Dir. Lenny Abrahamson | ★★★★☆
Based on the book by Emma Donoghue, Room is a screenplay adaptation of the gut-wrenchingly bleak story of Joy (Brie Larson), a young woman kidnapped and imprisoned by her psychotic abuser. She shares the tiny, soundproofed space with her spirited and oblivious five-year-old Jack (Jacob Tremblay), whose severely limited understanding of reality stretches only as far as the four walls into which he was born.
The duration and severity of their situation is revealed with deliberate slowness in opening scenes. They follow a routine of waking and exercising by running between two walls. They cook and bathe. Jack’s hair is long, and both of them are thin and pale.
They’ve been here a very long time, and to blissful Jack, “room” is the entire universe, with nothing outside of it but a magical vacuum from which their malevolent captor materialises each night.
Through this fug of hopelessness we still see a piercing sweetness between Joy and Jack, however. Her ongoing nightmare of several years comprises his childhood fairytale reality, and so she shields him from the truth of life outside the box.
Their inevitable escape comes long before the film’s end, and as the developmentally arrested and traumatised Joy is reunited with her family, we see Brie Larson’s performance lift off.
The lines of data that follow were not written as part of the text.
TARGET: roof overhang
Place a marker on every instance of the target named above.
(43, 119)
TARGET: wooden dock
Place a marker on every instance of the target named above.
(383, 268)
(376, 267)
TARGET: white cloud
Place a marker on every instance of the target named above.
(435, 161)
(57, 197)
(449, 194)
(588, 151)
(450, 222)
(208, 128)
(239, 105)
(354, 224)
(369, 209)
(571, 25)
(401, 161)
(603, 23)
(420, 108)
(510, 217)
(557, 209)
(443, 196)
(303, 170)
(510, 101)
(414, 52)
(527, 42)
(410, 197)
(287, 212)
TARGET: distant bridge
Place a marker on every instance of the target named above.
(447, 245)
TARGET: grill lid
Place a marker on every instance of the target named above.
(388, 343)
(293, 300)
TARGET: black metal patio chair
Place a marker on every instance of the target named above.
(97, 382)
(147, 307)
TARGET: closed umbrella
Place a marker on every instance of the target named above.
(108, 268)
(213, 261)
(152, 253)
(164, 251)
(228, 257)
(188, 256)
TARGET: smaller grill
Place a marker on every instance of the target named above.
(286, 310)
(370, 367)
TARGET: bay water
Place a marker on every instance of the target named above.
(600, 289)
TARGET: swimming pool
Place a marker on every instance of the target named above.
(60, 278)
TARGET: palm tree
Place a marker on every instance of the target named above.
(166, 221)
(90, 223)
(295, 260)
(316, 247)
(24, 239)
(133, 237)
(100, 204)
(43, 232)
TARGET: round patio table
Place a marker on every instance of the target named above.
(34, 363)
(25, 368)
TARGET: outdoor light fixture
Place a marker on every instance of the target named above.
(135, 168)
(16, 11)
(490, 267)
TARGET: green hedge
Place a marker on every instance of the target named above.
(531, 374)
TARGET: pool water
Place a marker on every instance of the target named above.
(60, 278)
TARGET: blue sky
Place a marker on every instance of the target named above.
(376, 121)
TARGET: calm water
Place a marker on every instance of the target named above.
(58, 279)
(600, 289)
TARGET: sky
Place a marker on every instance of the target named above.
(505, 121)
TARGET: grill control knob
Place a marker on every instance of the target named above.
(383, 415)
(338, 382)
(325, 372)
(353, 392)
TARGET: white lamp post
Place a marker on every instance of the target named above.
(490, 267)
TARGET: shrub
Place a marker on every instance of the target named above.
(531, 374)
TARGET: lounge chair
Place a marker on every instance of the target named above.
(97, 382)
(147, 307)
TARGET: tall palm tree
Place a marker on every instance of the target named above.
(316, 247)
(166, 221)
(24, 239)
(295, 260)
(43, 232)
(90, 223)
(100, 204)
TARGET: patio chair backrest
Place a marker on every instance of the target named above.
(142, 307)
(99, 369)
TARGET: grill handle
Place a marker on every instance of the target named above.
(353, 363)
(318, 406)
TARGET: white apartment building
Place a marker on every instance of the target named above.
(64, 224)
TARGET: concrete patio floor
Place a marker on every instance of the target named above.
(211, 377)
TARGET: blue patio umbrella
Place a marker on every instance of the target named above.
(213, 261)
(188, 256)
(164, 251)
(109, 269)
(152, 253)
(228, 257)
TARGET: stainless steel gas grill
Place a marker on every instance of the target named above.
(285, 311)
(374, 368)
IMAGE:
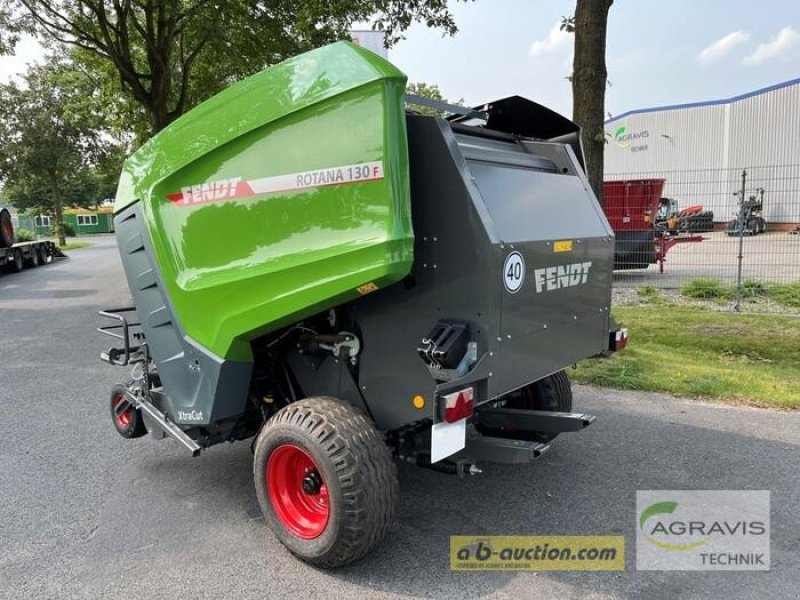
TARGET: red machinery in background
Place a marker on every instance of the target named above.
(631, 206)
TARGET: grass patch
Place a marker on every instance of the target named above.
(74, 246)
(787, 294)
(750, 359)
(707, 289)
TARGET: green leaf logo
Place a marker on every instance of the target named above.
(660, 508)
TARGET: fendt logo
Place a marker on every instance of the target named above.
(555, 278)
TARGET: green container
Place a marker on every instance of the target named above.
(282, 196)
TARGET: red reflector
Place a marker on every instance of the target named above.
(457, 405)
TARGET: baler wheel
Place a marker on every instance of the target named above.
(17, 263)
(6, 229)
(127, 420)
(325, 480)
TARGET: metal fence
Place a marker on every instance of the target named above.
(729, 238)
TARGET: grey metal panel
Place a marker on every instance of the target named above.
(195, 380)
(461, 220)
(525, 203)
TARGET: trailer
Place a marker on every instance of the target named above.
(15, 256)
(634, 209)
(350, 284)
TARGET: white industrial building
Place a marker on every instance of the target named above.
(701, 149)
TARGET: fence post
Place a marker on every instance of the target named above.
(740, 226)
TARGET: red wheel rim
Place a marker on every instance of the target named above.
(125, 417)
(297, 492)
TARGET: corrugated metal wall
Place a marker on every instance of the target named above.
(701, 150)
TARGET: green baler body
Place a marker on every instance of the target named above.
(284, 195)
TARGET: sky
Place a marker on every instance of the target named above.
(659, 51)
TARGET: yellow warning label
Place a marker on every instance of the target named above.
(562, 246)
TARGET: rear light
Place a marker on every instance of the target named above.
(619, 339)
(457, 405)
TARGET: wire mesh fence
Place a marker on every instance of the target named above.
(730, 237)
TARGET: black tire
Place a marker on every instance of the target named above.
(17, 263)
(127, 420)
(351, 461)
(553, 393)
(36, 259)
(6, 229)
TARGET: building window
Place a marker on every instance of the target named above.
(87, 220)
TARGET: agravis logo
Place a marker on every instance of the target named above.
(702, 530)
(623, 138)
(659, 527)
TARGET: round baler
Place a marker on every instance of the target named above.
(352, 284)
(6, 228)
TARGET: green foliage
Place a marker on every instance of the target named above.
(24, 235)
(431, 91)
(53, 148)
(154, 60)
(752, 359)
(69, 230)
(74, 245)
(706, 288)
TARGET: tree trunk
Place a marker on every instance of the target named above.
(589, 77)
(55, 190)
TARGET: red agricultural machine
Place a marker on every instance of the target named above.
(633, 208)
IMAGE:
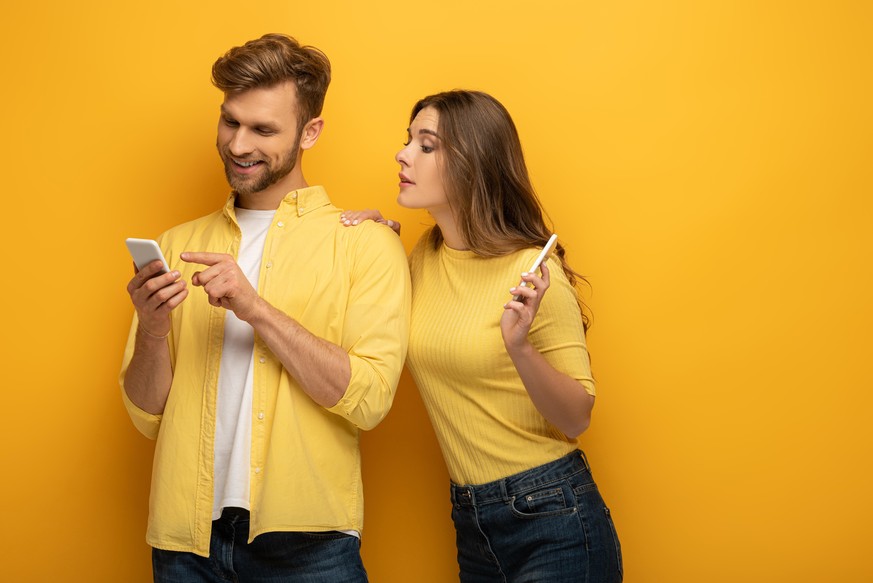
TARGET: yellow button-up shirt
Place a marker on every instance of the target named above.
(347, 286)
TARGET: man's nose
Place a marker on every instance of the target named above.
(240, 144)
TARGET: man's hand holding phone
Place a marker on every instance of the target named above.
(154, 291)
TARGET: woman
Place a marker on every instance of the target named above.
(509, 389)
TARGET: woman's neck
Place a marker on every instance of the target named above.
(448, 227)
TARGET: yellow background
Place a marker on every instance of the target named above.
(706, 163)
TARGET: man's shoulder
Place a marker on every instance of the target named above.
(188, 228)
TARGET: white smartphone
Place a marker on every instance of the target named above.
(550, 245)
(144, 251)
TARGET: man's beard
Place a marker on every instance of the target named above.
(246, 185)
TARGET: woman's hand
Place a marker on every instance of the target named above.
(518, 315)
(352, 218)
(561, 399)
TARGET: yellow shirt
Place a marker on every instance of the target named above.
(348, 286)
(486, 424)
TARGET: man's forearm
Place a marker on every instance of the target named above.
(320, 367)
(149, 374)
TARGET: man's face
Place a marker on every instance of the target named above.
(258, 138)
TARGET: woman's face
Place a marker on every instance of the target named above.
(421, 161)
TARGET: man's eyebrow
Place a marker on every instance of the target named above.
(425, 131)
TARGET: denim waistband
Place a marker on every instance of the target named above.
(504, 489)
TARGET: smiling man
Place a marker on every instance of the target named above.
(256, 384)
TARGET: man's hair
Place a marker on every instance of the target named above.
(496, 209)
(273, 59)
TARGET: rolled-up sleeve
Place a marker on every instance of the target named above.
(376, 325)
(146, 423)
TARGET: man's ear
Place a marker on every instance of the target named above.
(311, 133)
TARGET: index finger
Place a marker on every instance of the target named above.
(202, 257)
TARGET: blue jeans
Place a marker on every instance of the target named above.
(545, 524)
(273, 557)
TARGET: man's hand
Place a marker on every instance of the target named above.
(154, 295)
(224, 283)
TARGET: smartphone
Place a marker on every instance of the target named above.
(550, 245)
(144, 251)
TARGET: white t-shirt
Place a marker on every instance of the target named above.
(233, 428)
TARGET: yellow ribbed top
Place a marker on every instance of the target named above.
(486, 424)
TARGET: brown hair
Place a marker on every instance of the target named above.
(486, 180)
(270, 60)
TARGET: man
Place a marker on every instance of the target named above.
(257, 384)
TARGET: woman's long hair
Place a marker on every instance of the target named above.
(496, 209)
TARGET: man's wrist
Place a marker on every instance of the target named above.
(147, 334)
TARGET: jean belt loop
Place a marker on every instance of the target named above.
(504, 491)
(585, 460)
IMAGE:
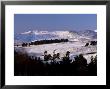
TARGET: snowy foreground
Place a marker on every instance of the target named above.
(75, 48)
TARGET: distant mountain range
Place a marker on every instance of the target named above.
(43, 35)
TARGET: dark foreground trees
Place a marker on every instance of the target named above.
(25, 65)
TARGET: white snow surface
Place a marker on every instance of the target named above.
(75, 48)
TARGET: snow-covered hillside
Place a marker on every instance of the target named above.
(75, 46)
(42, 35)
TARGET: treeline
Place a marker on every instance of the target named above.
(44, 42)
(25, 65)
(91, 43)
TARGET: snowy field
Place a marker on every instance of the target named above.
(75, 48)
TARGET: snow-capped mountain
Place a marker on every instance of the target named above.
(88, 33)
(42, 35)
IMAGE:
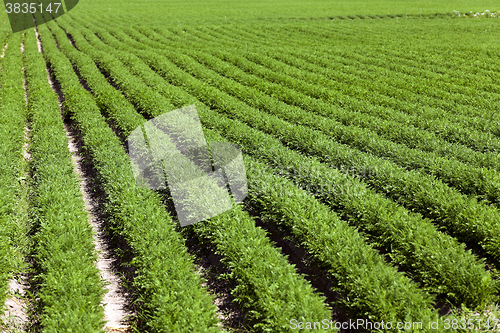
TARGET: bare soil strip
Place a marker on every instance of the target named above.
(115, 300)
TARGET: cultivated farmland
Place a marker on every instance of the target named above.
(370, 134)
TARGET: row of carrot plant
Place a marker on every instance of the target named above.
(71, 288)
(462, 216)
(172, 74)
(340, 260)
(237, 239)
(171, 296)
(12, 125)
(400, 132)
(469, 180)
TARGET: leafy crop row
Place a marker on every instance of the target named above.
(166, 285)
(414, 78)
(71, 286)
(373, 269)
(249, 255)
(400, 132)
(479, 182)
(460, 215)
(12, 124)
(365, 207)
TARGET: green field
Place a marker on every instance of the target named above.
(370, 132)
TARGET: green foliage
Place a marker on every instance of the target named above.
(12, 124)
(165, 283)
(266, 283)
(71, 286)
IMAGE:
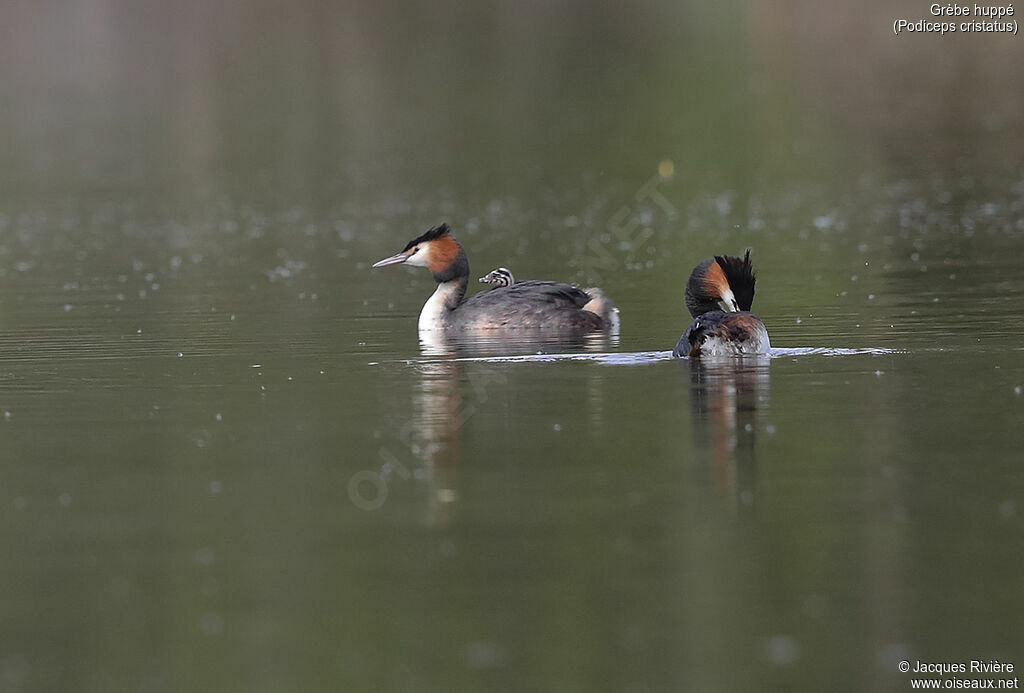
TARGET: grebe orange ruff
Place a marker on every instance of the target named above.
(719, 295)
(551, 306)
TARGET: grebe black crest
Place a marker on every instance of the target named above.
(499, 277)
(719, 296)
(543, 305)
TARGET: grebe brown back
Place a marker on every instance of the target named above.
(499, 277)
(545, 305)
(719, 296)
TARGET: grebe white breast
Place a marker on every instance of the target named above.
(543, 305)
(719, 296)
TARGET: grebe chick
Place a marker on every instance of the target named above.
(719, 295)
(499, 277)
(548, 305)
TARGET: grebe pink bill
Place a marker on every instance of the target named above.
(551, 307)
(719, 295)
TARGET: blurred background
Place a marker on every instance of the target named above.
(196, 359)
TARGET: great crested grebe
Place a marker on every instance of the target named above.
(499, 277)
(719, 295)
(548, 305)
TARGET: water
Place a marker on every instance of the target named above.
(229, 465)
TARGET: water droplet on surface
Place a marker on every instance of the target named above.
(781, 650)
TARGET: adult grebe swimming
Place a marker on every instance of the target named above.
(548, 305)
(499, 277)
(719, 295)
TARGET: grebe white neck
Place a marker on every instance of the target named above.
(444, 299)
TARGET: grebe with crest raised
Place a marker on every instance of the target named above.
(499, 277)
(719, 295)
(551, 306)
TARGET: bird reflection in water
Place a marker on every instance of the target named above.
(448, 393)
(726, 394)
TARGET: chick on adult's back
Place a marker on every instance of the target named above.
(551, 306)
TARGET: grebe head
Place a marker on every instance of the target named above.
(722, 283)
(499, 277)
(436, 251)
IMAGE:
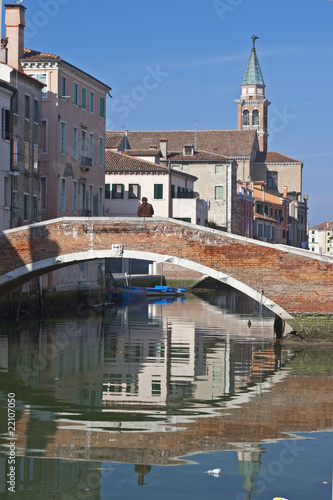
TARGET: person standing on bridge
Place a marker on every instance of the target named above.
(145, 209)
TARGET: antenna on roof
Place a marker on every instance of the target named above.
(195, 134)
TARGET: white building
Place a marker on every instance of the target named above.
(171, 192)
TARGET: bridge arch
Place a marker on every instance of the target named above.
(287, 280)
(24, 273)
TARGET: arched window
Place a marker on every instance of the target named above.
(255, 118)
(246, 118)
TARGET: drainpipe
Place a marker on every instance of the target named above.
(169, 193)
(11, 152)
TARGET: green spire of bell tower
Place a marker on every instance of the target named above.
(253, 75)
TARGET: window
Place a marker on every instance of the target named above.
(101, 152)
(255, 118)
(63, 138)
(91, 147)
(25, 206)
(27, 107)
(36, 157)
(42, 78)
(218, 192)
(14, 203)
(34, 208)
(272, 180)
(75, 193)
(90, 199)
(83, 198)
(63, 87)
(158, 191)
(134, 191)
(6, 191)
(246, 118)
(62, 194)
(43, 192)
(91, 102)
(7, 124)
(44, 136)
(156, 386)
(26, 155)
(117, 191)
(102, 107)
(15, 151)
(83, 144)
(15, 103)
(36, 111)
(100, 202)
(75, 94)
(84, 98)
(75, 143)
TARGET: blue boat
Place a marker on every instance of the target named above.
(119, 293)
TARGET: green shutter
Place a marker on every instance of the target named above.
(158, 191)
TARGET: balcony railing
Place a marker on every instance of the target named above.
(186, 194)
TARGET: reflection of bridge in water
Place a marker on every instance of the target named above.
(141, 396)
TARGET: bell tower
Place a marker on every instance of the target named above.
(252, 106)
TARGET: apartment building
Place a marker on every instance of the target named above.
(321, 238)
(73, 126)
(21, 146)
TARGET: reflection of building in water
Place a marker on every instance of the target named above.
(143, 369)
(249, 466)
(56, 479)
(67, 359)
(179, 360)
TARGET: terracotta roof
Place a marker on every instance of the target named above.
(197, 156)
(324, 226)
(269, 198)
(143, 152)
(264, 217)
(228, 143)
(25, 75)
(35, 55)
(116, 161)
(273, 157)
(113, 140)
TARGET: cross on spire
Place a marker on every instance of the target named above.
(254, 38)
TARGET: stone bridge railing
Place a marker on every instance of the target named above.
(287, 280)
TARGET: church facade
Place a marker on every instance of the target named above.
(220, 158)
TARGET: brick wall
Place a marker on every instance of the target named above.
(295, 279)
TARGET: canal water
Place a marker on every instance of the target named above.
(187, 399)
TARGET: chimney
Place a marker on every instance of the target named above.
(3, 54)
(164, 148)
(15, 24)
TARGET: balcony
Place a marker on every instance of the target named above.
(185, 194)
(86, 163)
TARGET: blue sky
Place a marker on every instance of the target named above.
(179, 64)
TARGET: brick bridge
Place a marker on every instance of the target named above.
(286, 280)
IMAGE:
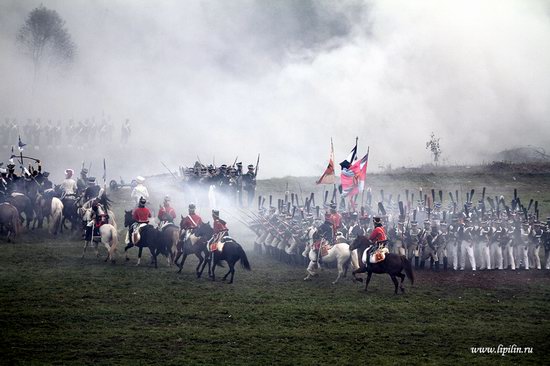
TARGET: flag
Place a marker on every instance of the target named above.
(328, 176)
(353, 178)
(20, 144)
(351, 157)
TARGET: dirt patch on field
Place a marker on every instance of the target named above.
(482, 279)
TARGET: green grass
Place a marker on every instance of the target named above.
(56, 308)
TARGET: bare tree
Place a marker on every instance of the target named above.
(44, 37)
(433, 146)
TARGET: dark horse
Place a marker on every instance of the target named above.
(394, 264)
(149, 237)
(194, 243)
(231, 253)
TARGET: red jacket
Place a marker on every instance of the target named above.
(219, 226)
(191, 222)
(141, 214)
(166, 211)
(378, 234)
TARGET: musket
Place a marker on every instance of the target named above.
(257, 166)
(169, 171)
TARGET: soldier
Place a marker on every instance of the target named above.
(140, 190)
(249, 184)
(82, 182)
(166, 213)
(192, 220)
(68, 186)
(92, 190)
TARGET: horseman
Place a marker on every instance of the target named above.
(377, 238)
(192, 220)
(68, 186)
(166, 214)
(82, 182)
(98, 217)
(220, 227)
(141, 216)
(92, 190)
(140, 191)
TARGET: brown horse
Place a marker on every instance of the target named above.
(23, 205)
(9, 219)
(394, 265)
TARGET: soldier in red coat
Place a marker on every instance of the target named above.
(219, 225)
(192, 220)
(377, 237)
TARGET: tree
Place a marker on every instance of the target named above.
(433, 146)
(44, 37)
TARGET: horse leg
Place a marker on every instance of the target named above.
(232, 270)
(394, 279)
(199, 255)
(213, 275)
(369, 275)
(401, 287)
(182, 262)
(139, 255)
(85, 246)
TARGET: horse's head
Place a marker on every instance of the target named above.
(128, 218)
(359, 242)
(204, 230)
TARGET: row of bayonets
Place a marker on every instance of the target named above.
(291, 203)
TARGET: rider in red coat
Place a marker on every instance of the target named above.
(192, 220)
(219, 224)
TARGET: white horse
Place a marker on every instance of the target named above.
(56, 215)
(108, 236)
(339, 252)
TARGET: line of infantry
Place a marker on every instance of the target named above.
(475, 236)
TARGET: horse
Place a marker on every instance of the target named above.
(393, 265)
(231, 252)
(195, 243)
(9, 218)
(339, 253)
(23, 205)
(149, 237)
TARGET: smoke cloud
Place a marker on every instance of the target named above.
(221, 79)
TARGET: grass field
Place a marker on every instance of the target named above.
(58, 309)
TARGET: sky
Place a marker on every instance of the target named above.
(220, 79)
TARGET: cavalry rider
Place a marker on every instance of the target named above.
(377, 237)
(92, 190)
(140, 191)
(166, 212)
(192, 220)
(141, 215)
(220, 228)
(68, 186)
(82, 182)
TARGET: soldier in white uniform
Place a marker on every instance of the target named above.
(140, 190)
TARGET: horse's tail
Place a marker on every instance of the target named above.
(408, 268)
(16, 223)
(244, 259)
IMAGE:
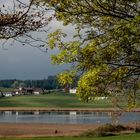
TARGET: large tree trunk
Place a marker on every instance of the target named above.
(2, 95)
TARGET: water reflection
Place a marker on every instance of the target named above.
(67, 117)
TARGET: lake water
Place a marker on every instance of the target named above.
(68, 117)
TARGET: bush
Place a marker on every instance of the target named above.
(105, 130)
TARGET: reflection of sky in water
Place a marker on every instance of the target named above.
(68, 117)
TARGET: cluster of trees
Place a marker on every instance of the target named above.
(106, 51)
(49, 83)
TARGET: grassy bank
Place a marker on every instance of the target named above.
(121, 137)
(53, 100)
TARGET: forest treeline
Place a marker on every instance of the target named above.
(49, 83)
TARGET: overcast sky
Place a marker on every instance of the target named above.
(24, 62)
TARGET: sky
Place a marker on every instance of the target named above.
(25, 62)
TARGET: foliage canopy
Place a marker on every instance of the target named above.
(106, 55)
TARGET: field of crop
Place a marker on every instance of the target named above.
(121, 137)
(53, 100)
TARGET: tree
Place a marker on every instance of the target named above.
(66, 79)
(20, 20)
(106, 54)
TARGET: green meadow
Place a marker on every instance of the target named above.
(52, 100)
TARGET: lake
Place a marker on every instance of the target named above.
(68, 117)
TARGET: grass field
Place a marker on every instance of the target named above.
(121, 137)
(53, 100)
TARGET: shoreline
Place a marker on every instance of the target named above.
(67, 109)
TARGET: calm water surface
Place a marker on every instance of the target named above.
(68, 117)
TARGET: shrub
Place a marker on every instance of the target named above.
(105, 130)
Jack’s painful-to-watch struggle to adapt to his new environment outside of the room in which he was raised is made credible by young Tremblay’s remarkable performance here too. Easily, his is one of the best child performances I’ve seen in film.
Upsetting and uplifting in equal measure, Room takes a cheese grater to your emotions and shaves them down to raw little stubs. An unimaginably tragic story and a tough watch, but one that’s buoyed by a real richness of human spirit.